Tuesday, May 19, 2026

HCSD Election Results

Exactly two hours and twenty-four minutes after the polls closed, the Board of Education finally made public the election results. A total of 1,345 voters--14.12 percent of the potential voters--cast 861 votes to approve the budget and 485 votes to reject it. The BOE candidate with the highest number of votes was Lou Zapp, who garnered 858 votes, followed by incumbent Michael Zibella with 830 votes.

Of the write-in candidates, none of whom actually campaigned, Peter Meyer received 28 votes, John Friedman received 19, and Jon Spampinato received 5. One person in Claverack wrote in Diana Doto, who is already on the school board, although her name is now Diana Howard.


And so it goes.
COPYRIGHT 2026 CAROLE OSTERINK

2 comments:

  1. I think it's safe to assume that there isn't going to be an answer coming from this new school board. All three candidates were by all measures quite bad but that of course didn't stop the electorate from voting in the worst of the three who made it abundantly clear that they have no clue how to fix anything. The one coming in third, the pastor, did at least once use the word "audit".

    We of course don't do this in the HCSD where the mandate of the day is to keep underperforming but protect the jobs. It is what matters: Screw education and definitely screw the kids - the only ones that can't vote.

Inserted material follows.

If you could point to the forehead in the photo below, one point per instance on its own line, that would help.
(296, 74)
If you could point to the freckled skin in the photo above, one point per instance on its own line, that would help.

    I take some pleasure out of the fact that I wrote in both Peter Meyer and John Friedman. But it is ultimately a shallow victory.

    ReplyDelete
  2. I’m looking forward to when Hudson finally does a citywide revaluation and the people who were underpaying feel the brunt of the tax increases they voted for. City and school taxes have jumped massively since 2019 and the recipients of the “Welcome Stranger” assessments have been carrying the burden thus far. Even my own taxes have decreased in the past couple of years because of this practice. There will be a lot of folks priced out the day it comes. But nobody understands assessments and property taxes and the effects happen so incrementally that voters don’t know how to react. The system is working exactly how it was designed; a true diffusion of responsibility and the frog is slowly boiled. The ratchet only tightens in one direction. Eventually we’ll all get priced out. At least property owners will be able to sell and F off to a more boring place, but how do renters and younger families stand a chance?